Chronique
de nos envoyés spéciaux (suite et fin)
Œil de Lynx au
Mont Kassioun
Marie-Ange
Patrizio
Lundi 9 septembre 2013
Au journal de 8h de France Culture[1],
ce matin 9 septembre, reportage de
Valérie Crova au Mont Kassioun.
Présentation d’abord de la situation en
Syrie, par Amélie Perrier : « Une autre
manière de communiquer [du régime, elle
vient de parler de l’interview du
président Assad à CBS] c’est d’embarquer
en ce moment des journalistes étrangers
sur le terrain ». Intéressant.
En principe, embarqués est la traduction du terme
embedded : qui couche avec. Dans la
situation décrite par nos journalistes,
on s’attendait plutôt à entendre « c’est
de prendre en otages les journalistes
étrangers ». Lapsus ou erreur
d’appréciation ? Ou tout simplement nos
journalistes finissent-ils par
s’emmêler les pinceaux dans ce que José
Saramago appelle «brosser le
background » ?
Marc Voinchet apporte discrètement sa pierre à l’édifice de
désinformation en annonçant que Valérie
Crova « a rencontré des habitants qui
acceptent de servir de bouclier
humain » : « acceptent » implique que
non seulement ils n’y ont pas pensé tout
seuls, mais qu’on a même dû leur
demander d’y aller.
Vient ensuite le reportage de l’envoyée spéciale, embarquée mais
qui ne restera pas coucher au Mont
Kassioun où sont « arrivés en bus une
cinquantaine de partisans de Bachar »[2].

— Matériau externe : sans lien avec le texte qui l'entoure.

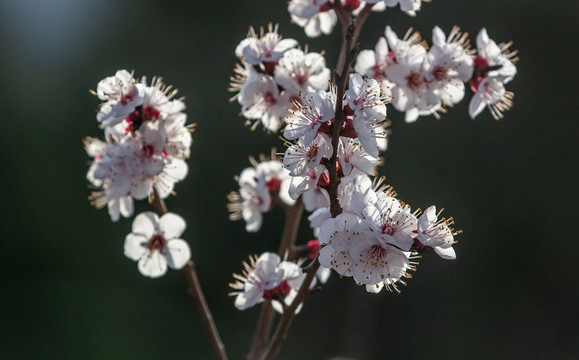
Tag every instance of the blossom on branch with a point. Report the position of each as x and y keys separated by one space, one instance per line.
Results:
x=155 y=243
x=146 y=143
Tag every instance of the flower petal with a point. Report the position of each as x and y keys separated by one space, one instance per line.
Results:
x=179 y=253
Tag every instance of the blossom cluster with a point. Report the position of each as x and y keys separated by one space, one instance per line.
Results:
x=319 y=17
x=261 y=188
x=424 y=81
x=145 y=147
x=272 y=74
x=377 y=236
x=143 y=156
x=155 y=243
x=312 y=124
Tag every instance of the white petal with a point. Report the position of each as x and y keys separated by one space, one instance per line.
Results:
x=145 y=224
x=154 y=265
x=476 y=105
x=247 y=299
x=135 y=246
x=375 y=289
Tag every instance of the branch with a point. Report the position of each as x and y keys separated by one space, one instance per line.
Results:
x=351 y=30
x=206 y=317
x=293 y=215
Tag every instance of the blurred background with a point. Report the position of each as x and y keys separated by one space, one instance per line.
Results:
x=68 y=292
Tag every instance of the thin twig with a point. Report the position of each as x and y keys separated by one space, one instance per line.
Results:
x=195 y=291
x=288 y=315
x=206 y=318
x=262 y=331
x=293 y=215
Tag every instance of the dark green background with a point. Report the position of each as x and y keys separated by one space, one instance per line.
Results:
x=68 y=292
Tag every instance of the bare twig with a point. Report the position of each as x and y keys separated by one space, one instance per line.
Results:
x=195 y=291
x=206 y=317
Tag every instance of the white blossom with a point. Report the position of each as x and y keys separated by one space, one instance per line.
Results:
x=154 y=242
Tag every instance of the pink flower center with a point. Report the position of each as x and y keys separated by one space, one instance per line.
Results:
x=150 y=113
x=273 y=185
x=148 y=151
x=387 y=229
x=126 y=98
x=312 y=152
x=269 y=66
x=377 y=251
x=439 y=73
x=352 y=5
x=157 y=243
x=313 y=248
x=325 y=7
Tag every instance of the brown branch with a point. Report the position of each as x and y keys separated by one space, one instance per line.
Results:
x=293 y=215
x=288 y=315
x=195 y=290
x=206 y=318
x=262 y=331
x=351 y=30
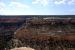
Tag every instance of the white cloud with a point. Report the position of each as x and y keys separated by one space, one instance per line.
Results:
x=60 y=2
x=16 y=11
x=19 y=9
x=71 y=2
x=17 y=4
x=2 y=4
x=42 y=2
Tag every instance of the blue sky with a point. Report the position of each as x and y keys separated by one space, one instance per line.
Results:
x=37 y=7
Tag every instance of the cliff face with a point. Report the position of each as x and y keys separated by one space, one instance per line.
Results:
x=7 y=28
x=44 y=28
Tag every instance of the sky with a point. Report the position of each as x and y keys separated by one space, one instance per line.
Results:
x=37 y=7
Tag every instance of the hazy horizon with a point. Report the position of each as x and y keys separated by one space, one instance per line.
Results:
x=37 y=7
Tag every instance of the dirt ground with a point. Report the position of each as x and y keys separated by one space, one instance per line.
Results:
x=23 y=48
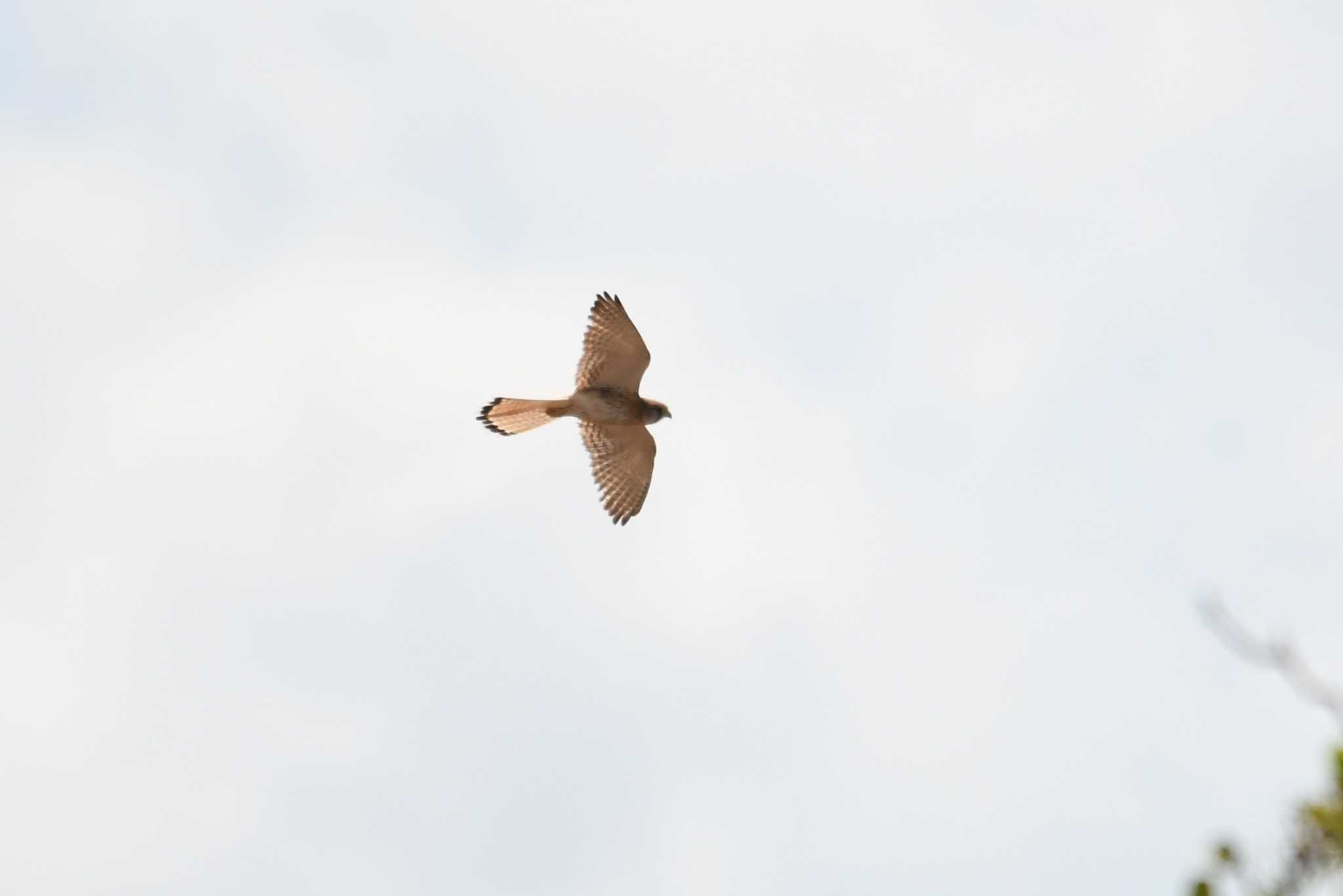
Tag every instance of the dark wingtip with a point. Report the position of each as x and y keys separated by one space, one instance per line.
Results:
x=485 y=418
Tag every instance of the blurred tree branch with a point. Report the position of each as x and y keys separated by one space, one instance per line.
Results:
x=1318 y=836
x=1273 y=655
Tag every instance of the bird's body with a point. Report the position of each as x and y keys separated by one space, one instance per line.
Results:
x=612 y=417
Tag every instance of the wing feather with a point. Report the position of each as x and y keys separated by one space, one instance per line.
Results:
x=622 y=465
x=612 y=351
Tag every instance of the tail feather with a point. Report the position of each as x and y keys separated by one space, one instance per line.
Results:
x=513 y=416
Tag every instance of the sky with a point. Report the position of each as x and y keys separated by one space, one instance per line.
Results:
x=995 y=335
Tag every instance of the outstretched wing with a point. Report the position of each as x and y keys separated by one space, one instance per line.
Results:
x=612 y=351
x=622 y=465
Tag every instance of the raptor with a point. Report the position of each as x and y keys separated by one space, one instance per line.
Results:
x=612 y=418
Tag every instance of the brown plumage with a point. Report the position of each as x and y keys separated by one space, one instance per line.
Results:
x=612 y=417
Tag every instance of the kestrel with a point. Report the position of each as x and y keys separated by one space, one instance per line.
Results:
x=612 y=419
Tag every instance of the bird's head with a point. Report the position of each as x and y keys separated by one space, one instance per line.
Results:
x=654 y=412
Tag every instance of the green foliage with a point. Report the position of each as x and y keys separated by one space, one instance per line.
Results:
x=1317 y=847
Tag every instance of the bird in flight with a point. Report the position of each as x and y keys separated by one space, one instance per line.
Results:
x=612 y=419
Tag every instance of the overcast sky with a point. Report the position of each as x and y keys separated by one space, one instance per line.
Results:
x=994 y=334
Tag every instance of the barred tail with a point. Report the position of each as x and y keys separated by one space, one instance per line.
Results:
x=513 y=416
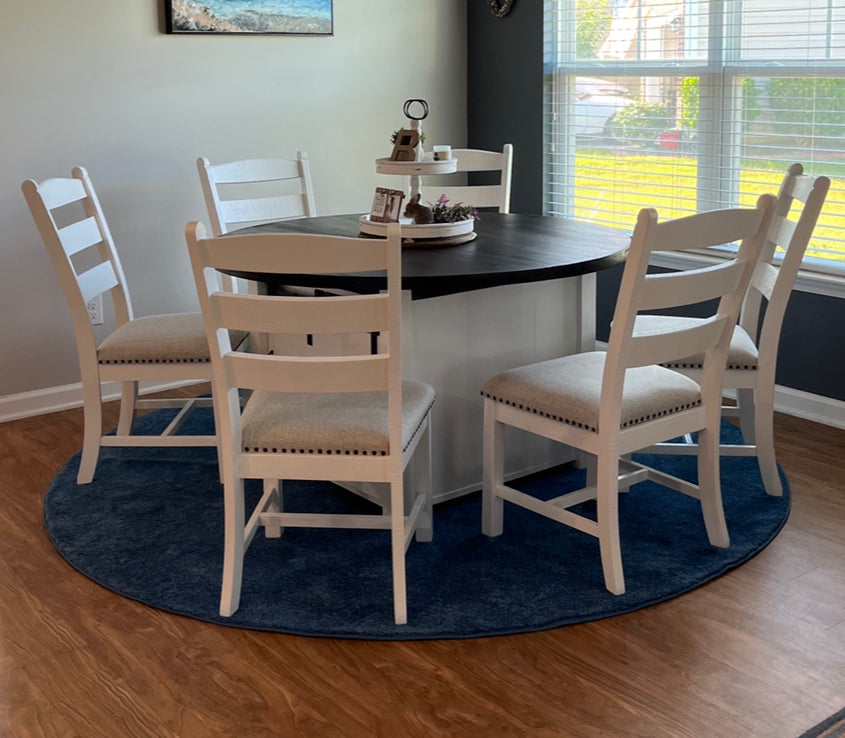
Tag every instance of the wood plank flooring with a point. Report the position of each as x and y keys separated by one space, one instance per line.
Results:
x=759 y=652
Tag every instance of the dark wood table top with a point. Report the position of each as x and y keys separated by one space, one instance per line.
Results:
x=508 y=249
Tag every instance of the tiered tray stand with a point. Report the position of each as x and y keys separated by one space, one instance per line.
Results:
x=430 y=234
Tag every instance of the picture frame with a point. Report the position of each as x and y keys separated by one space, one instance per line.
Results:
x=250 y=17
x=387 y=205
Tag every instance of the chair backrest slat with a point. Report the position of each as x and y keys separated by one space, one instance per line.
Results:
x=80 y=235
x=261 y=210
x=480 y=195
x=333 y=374
x=96 y=280
x=691 y=287
x=60 y=191
x=255 y=170
x=657 y=348
x=299 y=256
x=704 y=230
x=226 y=213
x=640 y=291
x=342 y=314
x=790 y=231
x=88 y=229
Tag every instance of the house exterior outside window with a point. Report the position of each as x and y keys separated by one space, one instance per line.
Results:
x=690 y=105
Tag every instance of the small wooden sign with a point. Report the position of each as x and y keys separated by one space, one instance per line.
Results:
x=387 y=204
x=404 y=148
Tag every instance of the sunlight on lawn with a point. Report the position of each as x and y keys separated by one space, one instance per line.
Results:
x=619 y=184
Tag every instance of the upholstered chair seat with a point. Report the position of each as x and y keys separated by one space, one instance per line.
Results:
x=751 y=366
x=608 y=405
x=331 y=423
x=177 y=338
x=568 y=390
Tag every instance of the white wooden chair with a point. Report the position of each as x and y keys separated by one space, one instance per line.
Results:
x=156 y=347
x=610 y=404
x=253 y=191
x=482 y=195
x=346 y=418
x=753 y=351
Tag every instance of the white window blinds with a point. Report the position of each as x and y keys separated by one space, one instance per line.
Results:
x=689 y=105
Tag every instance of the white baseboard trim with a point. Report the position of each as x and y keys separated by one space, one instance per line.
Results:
x=819 y=409
x=65 y=397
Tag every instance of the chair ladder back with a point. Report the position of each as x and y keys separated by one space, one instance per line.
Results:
x=64 y=242
x=308 y=315
x=118 y=292
x=312 y=374
x=296 y=253
x=641 y=291
x=792 y=235
x=689 y=287
x=225 y=214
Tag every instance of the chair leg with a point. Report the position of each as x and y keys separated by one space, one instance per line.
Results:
x=274 y=486
x=607 y=500
x=397 y=550
x=493 y=467
x=422 y=485
x=128 y=397
x=747 y=411
x=765 y=441
x=709 y=486
x=93 y=416
x=233 y=546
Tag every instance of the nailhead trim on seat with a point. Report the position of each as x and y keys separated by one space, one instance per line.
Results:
x=205 y=360
x=698 y=365
x=593 y=429
x=338 y=452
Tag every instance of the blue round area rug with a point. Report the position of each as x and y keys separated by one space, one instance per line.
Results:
x=150 y=528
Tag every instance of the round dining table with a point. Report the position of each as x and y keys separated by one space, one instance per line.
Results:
x=522 y=290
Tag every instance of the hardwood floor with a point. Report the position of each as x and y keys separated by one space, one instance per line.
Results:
x=758 y=652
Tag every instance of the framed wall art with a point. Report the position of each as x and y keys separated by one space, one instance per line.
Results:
x=259 y=17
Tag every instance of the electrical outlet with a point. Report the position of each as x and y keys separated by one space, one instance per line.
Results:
x=95 y=310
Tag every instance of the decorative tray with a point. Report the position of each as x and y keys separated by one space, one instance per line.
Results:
x=427 y=232
x=426 y=166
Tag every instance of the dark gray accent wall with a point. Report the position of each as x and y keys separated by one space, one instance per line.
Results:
x=505 y=105
x=505 y=92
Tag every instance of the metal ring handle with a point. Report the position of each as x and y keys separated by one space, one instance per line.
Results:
x=500 y=10
x=407 y=109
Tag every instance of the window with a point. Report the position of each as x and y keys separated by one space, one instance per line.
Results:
x=688 y=105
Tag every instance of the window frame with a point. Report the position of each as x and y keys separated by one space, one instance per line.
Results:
x=721 y=72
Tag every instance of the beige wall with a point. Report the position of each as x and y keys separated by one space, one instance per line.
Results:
x=98 y=84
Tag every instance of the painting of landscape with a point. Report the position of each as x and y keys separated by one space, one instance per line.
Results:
x=303 y=17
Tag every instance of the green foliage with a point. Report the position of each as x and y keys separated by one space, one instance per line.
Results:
x=689 y=97
x=592 y=23
x=445 y=213
x=807 y=107
x=641 y=122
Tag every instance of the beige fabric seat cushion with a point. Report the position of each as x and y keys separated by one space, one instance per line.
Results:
x=568 y=390
x=177 y=338
x=331 y=423
x=742 y=353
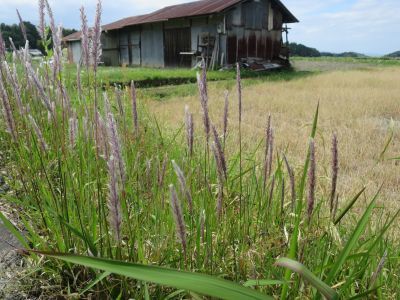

« Cela ressemble fortement à une
opération de propagande » ; interview
d’une « femme voilée » disant qu’ils
attendent de pied ferme les frappes
françaises et étasuniennes et « passe le
bonjour » à Hollande. Fin du reportage
de Crova : « Avant de quitter Kassioun
nous croisons un autre bus avec à
l’intérieur des femmes aveugles et
handicapées ; tout le monde est
apparemment mis à contribution ».
Valérie Crova a, elle, une excellente vue : elle arrive à
distinguer des femmes aveugles « à
l’intérieur d’un bus […] croisé [en
quittant les lieux] ».
Admettons (l’extraordinaire acuité visuelle de notre reporter) ;
mais serait-ce donc que pour elle des
« aveugles » et des « handicapées » (et
voilées, peut-être) ne peuvent qu’être
des femmes manipulées, ou des sottes
dont le régime abuse ?
Valérie Crova, toujours à la condition que l’on se fie à sa vue
perçante, n’imagine pas qu’il pourrait
s’agir, par exemple, de
« femmes aveugles » et/ou
« handicapées » rescapées d’attentats ou
des massacres et mutilations opérées par
les « révolutionnaires » ; et qui
viennent apporter la contribution que
l’invalidité leur consent à la défense
de leur pays. Dommage qu’elle n’ait pas
fait demi-tour, notre envoyée lucide,
pour aller interviewer et filmer les
« handicapées ».
Ne chargeons pas trop nos envoyés sur le terrain ; Perrier,
Voinchet et Cie, ici, ne risquent que
leur poste s’ils se démarquent trop de
la propagande. Mais Valérie Crova sait
bien, elle, qu’elle risque beaucoup plus
« dans la région » ; pas de la part des
forces du régime puisqu’à leur barbe
(pour ceux qui en ont, de ce côté-là)
elle déclare qu’on l’a forcée à aller
sur le terrain etc. et le régime ne l’a
pas censurée. Elle sait, même si elle ne
nous le dit pas, ce qui arrive à celles,
et à ceux que la « rébellion » enlève.
Comme le jésuite Paolo Dall’Oglio qui, ici, au printemps, sur
toutes nos radios, plateaux télés et
presse écrite, prêchait dans «la rage et
la lumière » le djihad, la guerre
sainte, armée.
Présenté à France Culture (Les
matins, 2 mai 2013) par M. Voinchet
comme fondateur et animateur « du
monastère de Mars (sic) Moussa »[3],
Dall’Oglio nous explique qu’« on a ici
une idée négative du djihad ».
Puis déclare : « Je suis l’assistant
ecclésiastique de la révolution syrienne
armée »[4].
Pauvre homme.
C’est curieux comme notre presse (y compris la Croix)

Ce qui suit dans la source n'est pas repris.